- The Washington Times - Wednesday, April 14, 2021

A conservative political action committee on Wednesday launched an online petition to block the unconditional release of John W. Hinckley Jr., the man who tried to assassinate President Ronald Reagan.

Citizens for the Republic, a conservative group founded by Reagan in 1977, said Hinckley must remain under some kind of supervision.

Lawyers for Hinckley last week said he plans to ask a federal court to live without restrictions imposed since he was discharged from a Washington psychiatric hospital in 2016.

Hinckley, who has resided in Williamsburg, Virginia, since his release has lived under increasingly fewer restrictions, but his lawyers did not spell out what an unconditional release would mean for him.

Citizens for the Republic say removing any restrictions from Hinckley would be a mistake.

“The least we can do to honor the memory of President Reagan and Jim Brady is to make sure Hinckley remains under some kind of supervision,” the group said in a statement, referring to James Brady, the White House press secretary who was also wounded in the shooting.

“Let’s not forget that Hinckley nearly killed a sitting president and that Jim Brady’s death was eventually ruled a homicide from the injuries Hinckley caused.
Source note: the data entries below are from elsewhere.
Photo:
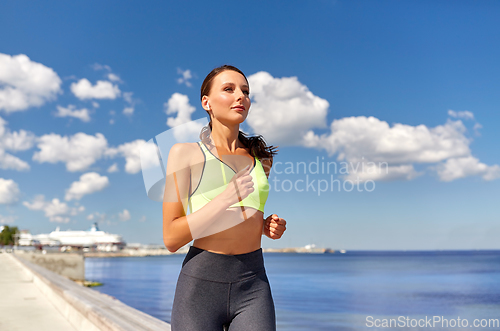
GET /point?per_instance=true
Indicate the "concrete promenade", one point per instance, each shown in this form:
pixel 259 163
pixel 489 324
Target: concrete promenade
pixel 35 298
pixel 22 305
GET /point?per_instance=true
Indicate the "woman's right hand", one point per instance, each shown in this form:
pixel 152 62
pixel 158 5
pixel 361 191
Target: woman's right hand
pixel 240 186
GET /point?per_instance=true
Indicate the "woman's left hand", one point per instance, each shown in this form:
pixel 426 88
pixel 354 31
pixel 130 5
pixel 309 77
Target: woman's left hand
pixel 274 227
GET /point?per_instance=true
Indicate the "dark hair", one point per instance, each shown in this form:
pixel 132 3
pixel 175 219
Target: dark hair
pixel 256 144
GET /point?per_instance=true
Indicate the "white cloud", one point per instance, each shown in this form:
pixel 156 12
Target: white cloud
pixel 97 66
pixel 79 151
pixel 373 139
pixel 97 217
pixel 127 96
pixel 9 191
pixel 124 216
pixel 113 168
pixel 83 89
pixel 368 139
pixel 71 111
pixel 14 141
pixel 55 210
pixel 89 183
pixel 476 128
pixel 178 103
pixel 461 167
pixel 7 219
pixel 184 127
pixel 283 109
pixel 465 114
pixel 114 78
pixel 186 76
pixel 128 111
pixel 131 152
pixel 25 84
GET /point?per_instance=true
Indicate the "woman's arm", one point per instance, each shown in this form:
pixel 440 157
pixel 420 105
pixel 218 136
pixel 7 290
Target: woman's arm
pixel 179 229
pixel 273 226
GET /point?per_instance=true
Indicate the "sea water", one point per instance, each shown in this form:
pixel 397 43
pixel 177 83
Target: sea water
pixel 351 291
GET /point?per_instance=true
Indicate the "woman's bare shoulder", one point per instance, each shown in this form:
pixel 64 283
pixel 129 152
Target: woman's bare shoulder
pixel 182 154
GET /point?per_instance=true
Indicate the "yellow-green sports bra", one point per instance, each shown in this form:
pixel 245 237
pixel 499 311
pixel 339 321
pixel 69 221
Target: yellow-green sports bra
pixel 216 175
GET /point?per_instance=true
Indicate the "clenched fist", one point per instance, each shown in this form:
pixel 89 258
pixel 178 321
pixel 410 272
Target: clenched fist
pixel 274 227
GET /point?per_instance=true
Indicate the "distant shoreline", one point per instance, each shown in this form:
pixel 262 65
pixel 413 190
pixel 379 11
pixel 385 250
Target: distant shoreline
pixel 161 252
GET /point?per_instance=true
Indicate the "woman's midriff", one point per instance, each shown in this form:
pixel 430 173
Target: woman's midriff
pixel 239 239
The Left has already used the attempt on Reagan as a political football when a Clinton-appointed judge released him from his hospital five years ago; it’s imperative people know what’s going on before an even bigger mistake is made,” the statement continued.

Hinckley was 25 when he shot Reagan outside a Washington hotel in March 1981. The shooting paralyzed Brady and injured two others.

At the time of the incident, Hinckley was suffering from acute psychosis and was obsessed with the actress Jodie Foster. Jurors found him not guilty by reason of insanity, concluding he needed mental health treatment, not prison.

A new risk assessment conducted last summer found Hinckley to be mentally stable and at low risk for another psychotic episode. It also said there would be a “low likelihood” he would re-offend.